Gustavo tinha chegado da viagem. Mesmo ouvindo aquilo da boca da pessoa que ele mais confiava e amava, não conseguia pensar que aquilo era verdade.
Gustavo sabia que seu pai era quem sustentava a esperança na família. Sabia que agora toda a responsabilidade recairia sobre seus ombros e de seu irmão.
Nunca esperou receber essa notícia por seu irmão. Mas sabia que não poderia ser outra pessoa.
Quando o telefone tocou, estava cercado de amigos. Quando desligou o telefone, estava sozinho dentro de si.
Aquele dia passou voando.
Aquela viagem demorou uma eternidade.
Chegou na rodoviária que seu pai sempre o buscava, só que agora, não era o Voyage 86 que o esperava.
Tinha o mundo ao seu lado, esperando para recolher suas lágrimas, mas só precisava encontrar uma pessoa.
Perguntava a seu tio como as coisas estavam indo. Sua mãe, sua avó, seus parentes, sobre quem foi avisado. Mas não perguntava de seu irmão. Só queria vê-lo. Perguntar diretamente a ele. Só choraria de verdade no ombro dele. Só quando seu irmão, alguém que realmente o entenderia, estivesse ao seu lado.
A viagem da rodoviária até o velório municipal foi longa. Longa o suficiente para não ter o que perguntar e ter que pensar. Não sentia mais nada.
Barba por fazer, camiseta barata, e ressaca, da festa que seu Miguel tinha dado de presente de aniversário ao filho. Gustavo não era o modelo de filho que chega ao velório do pai. Mas sua família nunca foi modelo de nada. Eles só se amavam. E isso era suficiente pra eles.
Depois de algumas horas de social, de um velório que a unidade familiar de Gustavo (Sua mãe, seu irmão e ele mesmo) controlou de forma autoritária, por isso mesmo, da forma como o finado Miguel gostaria, Gustavo foi a um supermercado comprar alguma bobagem pra fingir que almoçou.
O mundo é irônico! E Gustavo sabia disso. Mas a único ensinamento que lembrava de seu pai naquele mercado era que deve-se rir de tudo.

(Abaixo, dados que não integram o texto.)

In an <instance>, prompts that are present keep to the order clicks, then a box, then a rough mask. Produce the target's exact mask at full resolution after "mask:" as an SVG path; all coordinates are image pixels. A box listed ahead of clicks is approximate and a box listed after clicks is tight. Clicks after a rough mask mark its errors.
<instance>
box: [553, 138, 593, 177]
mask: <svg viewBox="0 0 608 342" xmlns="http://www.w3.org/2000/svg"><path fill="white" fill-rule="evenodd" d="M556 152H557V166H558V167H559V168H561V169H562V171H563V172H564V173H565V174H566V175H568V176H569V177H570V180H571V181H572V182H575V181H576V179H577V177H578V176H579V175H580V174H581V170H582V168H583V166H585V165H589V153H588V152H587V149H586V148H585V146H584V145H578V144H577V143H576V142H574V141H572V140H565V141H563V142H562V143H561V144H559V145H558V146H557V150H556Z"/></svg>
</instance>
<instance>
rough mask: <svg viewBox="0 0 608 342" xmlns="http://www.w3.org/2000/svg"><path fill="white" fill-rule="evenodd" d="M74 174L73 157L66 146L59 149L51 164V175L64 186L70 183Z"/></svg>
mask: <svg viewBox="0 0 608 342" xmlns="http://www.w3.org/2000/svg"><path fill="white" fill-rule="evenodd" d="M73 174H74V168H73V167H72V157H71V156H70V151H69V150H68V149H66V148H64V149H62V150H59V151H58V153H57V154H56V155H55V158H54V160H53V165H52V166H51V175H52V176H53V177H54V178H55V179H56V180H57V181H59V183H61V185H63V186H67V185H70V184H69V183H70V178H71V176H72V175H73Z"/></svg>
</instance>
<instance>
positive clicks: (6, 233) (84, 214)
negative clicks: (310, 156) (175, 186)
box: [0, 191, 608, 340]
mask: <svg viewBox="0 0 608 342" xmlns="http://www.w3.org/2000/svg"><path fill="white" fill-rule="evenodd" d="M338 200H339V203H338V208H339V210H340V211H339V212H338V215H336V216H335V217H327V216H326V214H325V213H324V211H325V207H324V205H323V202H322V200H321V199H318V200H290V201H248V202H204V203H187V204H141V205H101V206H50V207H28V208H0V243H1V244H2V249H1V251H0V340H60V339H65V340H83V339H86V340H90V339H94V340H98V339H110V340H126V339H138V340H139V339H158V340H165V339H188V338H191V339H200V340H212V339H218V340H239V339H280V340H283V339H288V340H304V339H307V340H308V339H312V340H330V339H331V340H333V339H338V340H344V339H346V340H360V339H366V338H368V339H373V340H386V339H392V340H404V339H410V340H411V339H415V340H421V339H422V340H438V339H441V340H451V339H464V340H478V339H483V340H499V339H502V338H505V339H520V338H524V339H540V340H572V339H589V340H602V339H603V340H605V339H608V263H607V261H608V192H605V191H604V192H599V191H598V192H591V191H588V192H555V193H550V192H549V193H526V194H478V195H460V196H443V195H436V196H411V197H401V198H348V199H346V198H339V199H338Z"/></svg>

Na pior das hipóteses, ria! Pelo menos você se diverte sem ter que dar satisfações a ninguém.
Quando admitiu a si mesmo que tudo aquilo era mais uma etapa, que segundo aquilo que acreditava, a morte de seu pai não era nada mais que um acontecimento natural e que, com um apego a sua educação cristã, seu pai estaria ainda presente em seu cotidiano de alguma forma mística, começou a tocar "Marvin" dos Titãs no mercado.
Gustavo sorriu com um canto de boca e disse:
- Migueleza! Seu filho da puta! Você tira sarro até da sua própria morte!